CIA ‘used fake British passports’ in kidnap operation
May 17, 2010 1 Comment

British passport
By JOSEPH FITSANAKIS | intelNews.org |
British authorities are looking into allegations that a team of CIA agents made use of forged British passports during an abduction operation in 2003. The allegations surfaced last week in Spain, where a team of prosecutors is currently investigating the activities of 13 CIA agents (11 men and two women) who appear to have used the Spanish tourist resort of Majorca as a base for conducting various operations around Europe. Following the example of Italy, which last year convicted several CIA operatives for illegally abducting a Muslim cleric in Milan, Spanish authorities are now considering issuing arrest warrants for the 13 CIA agents. They are all believed to have been involved in the abduction and rendition of German citizen Khaled El-Masri.
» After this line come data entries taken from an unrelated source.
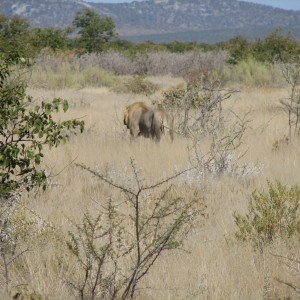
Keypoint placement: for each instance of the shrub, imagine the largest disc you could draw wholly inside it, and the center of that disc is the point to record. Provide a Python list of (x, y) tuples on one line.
[(118, 247), (136, 85), (251, 72), (271, 214)]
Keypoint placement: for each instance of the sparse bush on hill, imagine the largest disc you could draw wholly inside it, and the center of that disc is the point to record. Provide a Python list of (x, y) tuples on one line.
[(291, 73)]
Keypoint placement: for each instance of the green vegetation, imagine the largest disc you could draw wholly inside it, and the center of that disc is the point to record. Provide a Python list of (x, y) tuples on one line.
[(95, 32), (271, 214), (25, 129)]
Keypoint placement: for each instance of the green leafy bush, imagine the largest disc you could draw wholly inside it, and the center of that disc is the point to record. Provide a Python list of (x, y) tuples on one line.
[(271, 214), (25, 128)]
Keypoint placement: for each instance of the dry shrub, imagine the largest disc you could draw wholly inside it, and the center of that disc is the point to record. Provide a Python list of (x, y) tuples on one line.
[(136, 85)]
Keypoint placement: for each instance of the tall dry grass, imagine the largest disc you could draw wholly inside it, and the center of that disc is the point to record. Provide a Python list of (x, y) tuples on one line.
[(212, 264)]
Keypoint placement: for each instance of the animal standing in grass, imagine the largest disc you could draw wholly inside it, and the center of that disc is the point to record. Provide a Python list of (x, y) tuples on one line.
[(142, 120)]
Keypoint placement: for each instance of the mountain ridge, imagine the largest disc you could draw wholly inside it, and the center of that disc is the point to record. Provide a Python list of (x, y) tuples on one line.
[(157, 17)]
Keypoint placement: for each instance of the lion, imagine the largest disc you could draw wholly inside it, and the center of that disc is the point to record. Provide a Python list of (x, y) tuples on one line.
[(141, 120), (138, 119), (162, 125)]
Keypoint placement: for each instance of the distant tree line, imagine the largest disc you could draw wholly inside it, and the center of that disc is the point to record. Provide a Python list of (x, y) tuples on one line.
[(91, 33)]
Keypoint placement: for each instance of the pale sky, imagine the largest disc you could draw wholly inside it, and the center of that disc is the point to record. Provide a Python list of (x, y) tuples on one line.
[(286, 4)]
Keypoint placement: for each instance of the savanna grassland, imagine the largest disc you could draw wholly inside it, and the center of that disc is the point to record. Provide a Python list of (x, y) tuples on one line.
[(211, 263)]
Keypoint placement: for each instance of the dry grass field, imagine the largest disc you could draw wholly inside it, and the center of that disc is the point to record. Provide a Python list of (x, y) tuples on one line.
[(211, 264)]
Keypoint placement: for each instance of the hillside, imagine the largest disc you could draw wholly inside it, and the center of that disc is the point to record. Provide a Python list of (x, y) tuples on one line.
[(152, 18)]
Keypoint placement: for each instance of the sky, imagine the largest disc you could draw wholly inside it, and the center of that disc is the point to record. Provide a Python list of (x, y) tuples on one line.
[(285, 4)]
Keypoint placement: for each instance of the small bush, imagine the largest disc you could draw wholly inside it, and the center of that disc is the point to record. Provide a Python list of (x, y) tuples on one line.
[(136, 85), (272, 214), (253, 73)]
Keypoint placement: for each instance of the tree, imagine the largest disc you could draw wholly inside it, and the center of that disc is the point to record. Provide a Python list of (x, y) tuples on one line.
[(25, 129), (95, 32), (53, 38)]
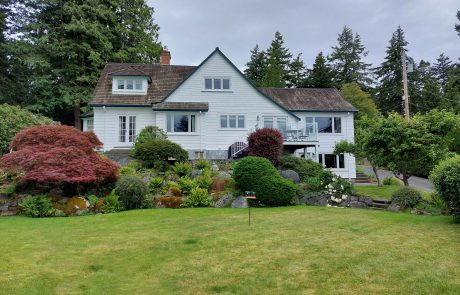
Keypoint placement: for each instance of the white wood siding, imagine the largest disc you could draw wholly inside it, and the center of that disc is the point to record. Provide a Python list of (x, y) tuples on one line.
[(241, 99), (106, 124), (327, 141)]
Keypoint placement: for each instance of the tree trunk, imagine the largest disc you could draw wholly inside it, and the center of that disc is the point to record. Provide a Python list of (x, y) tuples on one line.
[(76, 116), (374, 168)]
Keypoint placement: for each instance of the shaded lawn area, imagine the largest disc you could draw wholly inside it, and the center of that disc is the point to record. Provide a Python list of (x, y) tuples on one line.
[(382, 192), (290, 250)]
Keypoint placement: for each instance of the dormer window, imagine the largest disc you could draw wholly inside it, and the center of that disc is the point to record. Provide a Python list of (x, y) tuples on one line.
[(129, 85), (216, 84)]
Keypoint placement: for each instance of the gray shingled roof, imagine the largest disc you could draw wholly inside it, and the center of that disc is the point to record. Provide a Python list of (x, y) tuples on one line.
[(309, 99), (179, 106), (163, 79)]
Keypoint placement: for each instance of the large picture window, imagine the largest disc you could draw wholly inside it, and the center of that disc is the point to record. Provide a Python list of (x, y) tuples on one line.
[(332, 161), (181, 123), (232, 121), (127, 128), (325, 124)]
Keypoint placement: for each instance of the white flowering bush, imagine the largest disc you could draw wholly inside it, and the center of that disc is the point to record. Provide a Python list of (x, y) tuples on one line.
[(339, 189)]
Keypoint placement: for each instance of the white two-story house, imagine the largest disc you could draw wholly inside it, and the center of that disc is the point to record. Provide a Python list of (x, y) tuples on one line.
[(211, 108)]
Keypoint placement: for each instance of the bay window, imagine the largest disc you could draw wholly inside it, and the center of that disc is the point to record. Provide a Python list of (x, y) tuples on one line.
[(181, 123)]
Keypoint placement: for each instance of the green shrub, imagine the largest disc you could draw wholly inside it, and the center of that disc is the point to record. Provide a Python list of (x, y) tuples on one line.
[(131, 190), (199, 197), (186, 185), (37, 206), (446, 180), (391, 181), (250, 170), (406, 197), (274, 190), (156, 154), (314, 184), (182, 169), (111, 203), (202, 164), (150, 133), (204, 180), (155, 184), (305, 168), (126, 170), (169, 202)]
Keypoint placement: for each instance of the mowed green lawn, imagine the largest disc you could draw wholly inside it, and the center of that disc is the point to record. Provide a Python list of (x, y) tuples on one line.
[(291, 250)]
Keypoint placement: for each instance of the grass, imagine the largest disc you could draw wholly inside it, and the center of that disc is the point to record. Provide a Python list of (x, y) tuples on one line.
[(290, 250), (382, 192)]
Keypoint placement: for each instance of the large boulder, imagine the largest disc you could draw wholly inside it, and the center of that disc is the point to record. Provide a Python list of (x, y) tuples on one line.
[(290, 174)]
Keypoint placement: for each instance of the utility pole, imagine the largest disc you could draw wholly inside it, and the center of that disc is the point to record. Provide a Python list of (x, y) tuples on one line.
[(405, 85)]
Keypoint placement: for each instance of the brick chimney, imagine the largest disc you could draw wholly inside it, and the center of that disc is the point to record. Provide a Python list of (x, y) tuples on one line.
[(165, 57)]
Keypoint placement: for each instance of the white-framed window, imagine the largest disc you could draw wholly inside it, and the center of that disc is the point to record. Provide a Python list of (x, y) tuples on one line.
[(332, 161), (216, 83), (89, 124), (279, 123), (127, 128), (326, 124), (129, 85), (232, 121), (181, 123)]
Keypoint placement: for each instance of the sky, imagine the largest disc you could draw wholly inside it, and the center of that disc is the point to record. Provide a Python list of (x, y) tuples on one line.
[(193, 29)]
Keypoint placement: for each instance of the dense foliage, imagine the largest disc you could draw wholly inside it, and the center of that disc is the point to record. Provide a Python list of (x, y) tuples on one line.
[(250, 170), (406, 197), (157, 153), (446, 180), (305, 168), (58, 155), (131, 191), (150, 133), (199, 197), (37, 206), (13, 119), (273, 190), (267, 143), (60, 47)]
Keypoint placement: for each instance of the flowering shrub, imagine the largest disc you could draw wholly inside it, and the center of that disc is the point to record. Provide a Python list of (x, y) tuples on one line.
[(339, 189), (266, 143), (58, 155)]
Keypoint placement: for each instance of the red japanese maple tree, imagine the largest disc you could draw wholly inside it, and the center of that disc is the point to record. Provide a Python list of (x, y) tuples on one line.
[(58, 155)]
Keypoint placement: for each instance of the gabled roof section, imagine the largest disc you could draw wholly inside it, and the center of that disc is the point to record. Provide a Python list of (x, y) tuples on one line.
[(310, 99), (181, 106), (129, 70), (164, 78), (217, 51)]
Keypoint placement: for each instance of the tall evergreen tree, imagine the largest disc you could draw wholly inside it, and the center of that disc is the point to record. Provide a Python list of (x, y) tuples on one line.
[(441, 68), (256, 66), (347, 59), (321, 75), (278, 59), (389, 90), (457, 26), (297, 73)]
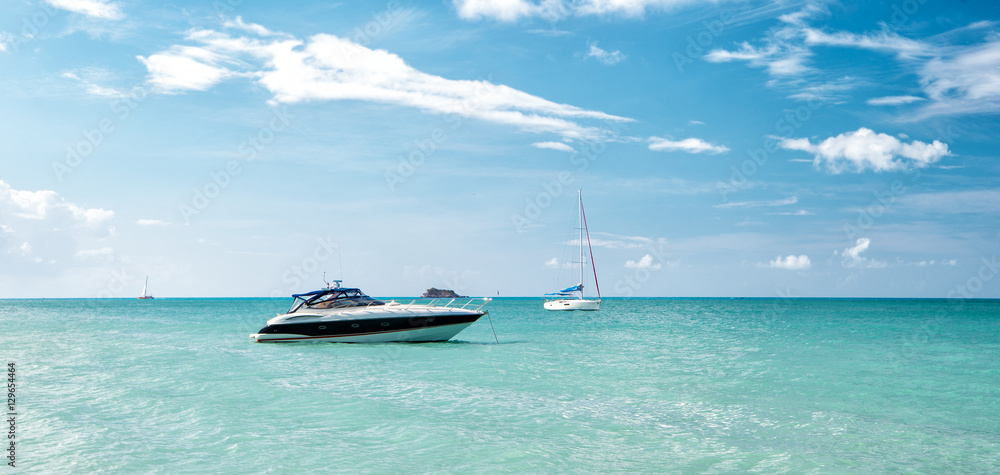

El-Masri was abducted in Skopje, Macedonia, in 2003, and later transferred on a secret CIA flight to a Syrian prison, where he says he was brutally tortured. He was later released without explanation, once US authorities realized they had the wrong man. According to “a senior source close to the Spanish inquiry” into the affair, some of the CIA agents pretended to be tourists while in Spain, and used forged British travel documents to book rooms in luxury hotels on the island of Majorca, under false names. Britain is currently involved in a diplomatic standoff with Israel, over the latter’s use of forged British passports by a Mossad hit squad, whose members traveled to Dubai, United Arab Emirates, last January, to assassinate Hamas weapons procurer Mahmoud al-Mabhouh. The obvious question is whether, if the Spanish allegations turn out to be correct, London will react in a manner similar to its response to the Mossad revelations. In the case of the latter, British authorities expelled Israel’s Mossad resident in London, and are currently barring his replacement, demanding that Israel produces written assurances that it will refrain from using British travel documents in future intelligence operations. On May 13, a British government representative said that the Foreign Office had “just been made aware of the claim that British passports may have been misused” and that it would look into the matter as soon as it was provided with “evidence for this claim”.